U.S. Defense Secretary Robert Gates is in the Netherlands for a NATO defense ministers' meeting, where he says he will press member countries to live up to the commitments their leaders made last year to increase their troop levels in Afghanistan. VOA's Al Pessin reports from Amsterdam.
Secretary Gates has been growing increasingly impatient with NATO allies, as they have failed to live up to commitments made at the NATO summit 11 months ago. He expressed that impatience at a meeting in Kiev Monday of defense ministers from southeastern European nations, including some NATO members and others that want to join the alliance.
"I am not satisfied that an alliance whose members have over two million soldiers, sailors, marines and airmen can not find the modest additional resources that have been committed for Afghanistan," he said.
The two million figure does not include U.S. military forces, which already make up the vast majority of foreign troops in Afghanistan.
Secretary Gates said several countries have indicated their intent to increase their troop presence in Afghanistan. But he said he can not name them because they have not yet completed their domestic consultations.
Secretary Gates says the most urgent needs in Afghanistan are for troops to train the Afghan Army and for personnel to staff provincial reconstruction teams, which are crucial to the effort to deliver development to the Afghan people. U.S. officials say the NATO force in Afghanistan also needs more airlift and more flexibility in how it uses the forces from the various contributing nations.
Under NATO rules, countries can place restrictions on how their forces are used, so even though it may appear that NATO forces are fully, or nearly fully, staffed, they may not be able to do all the things a commander might want. Officials say NATO is able to carry out all its military missions in Afghanistan, but the operational burden falls unfairly on a limited number of nations.
The NATO defense ministers may also discuss policy regarding Afghanistan's increasing poppy crop. Poppy eradication is not part of NATO's mandate. But U.S. officials say the drug trade that feeds on the poppy crop is financing a large part of Afghanistan's insurgency.

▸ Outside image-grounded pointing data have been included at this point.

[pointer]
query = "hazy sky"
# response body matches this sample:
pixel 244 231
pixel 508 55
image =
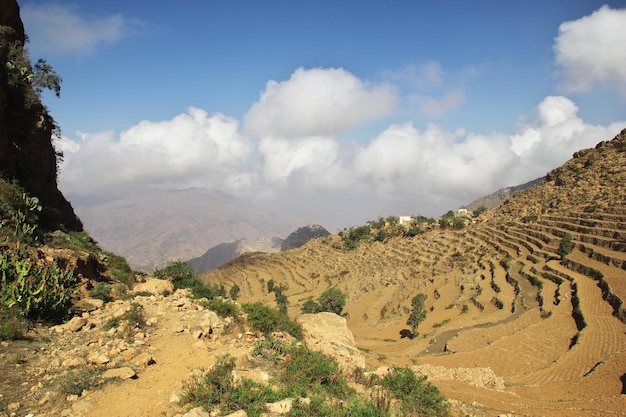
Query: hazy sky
pixel 365 108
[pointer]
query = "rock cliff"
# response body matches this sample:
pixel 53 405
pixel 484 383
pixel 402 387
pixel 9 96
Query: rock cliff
pixel 26 150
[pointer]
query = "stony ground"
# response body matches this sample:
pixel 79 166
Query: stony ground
pixel 140 370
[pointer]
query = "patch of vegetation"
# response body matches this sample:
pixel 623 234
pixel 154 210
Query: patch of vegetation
pixel 118 267
pixel 418 313
pixel 12 325
pixel 566 246
pixel 182 275
pixel 536 282
pixel 418 396
pixel 331 300
pixel 234 291
pixel 302 373
pixel 221 307
pixel 215 389
pixel 506 262
pixel 531 218
pixel 480 210
pixel 266 320
pixel 74 382
pixel 101 291
pixel 306 371
pixel 79 241
pixel 353 236
pixel 31 284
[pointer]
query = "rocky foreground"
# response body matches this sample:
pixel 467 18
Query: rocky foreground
pixel 130 358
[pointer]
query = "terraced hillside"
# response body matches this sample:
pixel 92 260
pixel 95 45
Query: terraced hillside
pixel 515 323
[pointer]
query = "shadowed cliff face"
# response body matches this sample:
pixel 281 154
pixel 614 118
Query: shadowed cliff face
pixel 26 150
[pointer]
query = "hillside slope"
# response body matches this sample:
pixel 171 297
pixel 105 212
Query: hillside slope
pixel 510 324
pixel 224 252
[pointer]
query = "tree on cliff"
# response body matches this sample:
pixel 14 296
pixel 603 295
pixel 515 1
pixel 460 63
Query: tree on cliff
pixel 418 313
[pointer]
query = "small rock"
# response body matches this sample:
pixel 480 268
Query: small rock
pixel 75 324
pixel 144 359
pixel 129 354
pixel 45 398
pixel 280 407
pixel 240 413
pixel 14 407
pixel 97 359
pixel 74 362
pixel 196 412
pixel 383 371
pixel 174 397
pixel 122 373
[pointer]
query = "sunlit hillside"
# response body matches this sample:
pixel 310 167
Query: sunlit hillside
pixel 517 320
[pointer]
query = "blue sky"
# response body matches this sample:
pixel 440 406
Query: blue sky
pixel 376 107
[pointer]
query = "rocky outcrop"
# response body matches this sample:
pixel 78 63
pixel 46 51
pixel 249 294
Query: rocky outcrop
pixel 302 236
pixel 26 150
pixel 328 333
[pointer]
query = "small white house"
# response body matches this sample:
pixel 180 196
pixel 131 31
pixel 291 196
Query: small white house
pixel 402 220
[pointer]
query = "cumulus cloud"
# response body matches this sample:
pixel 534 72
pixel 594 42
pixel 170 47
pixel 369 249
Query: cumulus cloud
pixel 400 169
pixel 435 165
pixel 590 51
pixel 307 164
pixel 191 150
pixel 59 29
pixel 317 102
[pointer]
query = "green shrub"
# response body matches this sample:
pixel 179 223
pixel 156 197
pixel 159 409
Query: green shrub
pixel 37 288
pixel 182 275
pixel 531 218
pixel 79 241
pixel 266 320
pixel 222 308
pixel 101 291
pixel 12 326
pixel 308 371
pixel 310 307
pixel 215 390
pixel 261 317
pixel 332 300
pixel 234 292
pixel 418 396
pixel 74 382
pixel 119 268
pixel 566 246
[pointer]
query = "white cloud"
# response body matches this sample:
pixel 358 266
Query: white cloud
pixel 591 52
pixel 435 165
pixel 55 28
pixel 317 102
pixel 306 164
pixel 401 169
pixel 191 150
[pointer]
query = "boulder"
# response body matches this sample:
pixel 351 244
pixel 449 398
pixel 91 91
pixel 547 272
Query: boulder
pixel 328 333
pixel 122 373
pixel 154 286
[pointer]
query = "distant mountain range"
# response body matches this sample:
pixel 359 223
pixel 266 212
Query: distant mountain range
pixel 151 228
pixel 224 252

There appears to be growing interest in having NATO do more to help the Afghan government do something about it. Still, officials point out that eradication is a last resort because it hurts farmers, who depend on the crop for their income. They say a more complex approach is needed that provides training and perhaps subsidies to farmers so they can grow other crops, and also targets the networks that process the poppies into illegal drugs and distribute them around the world.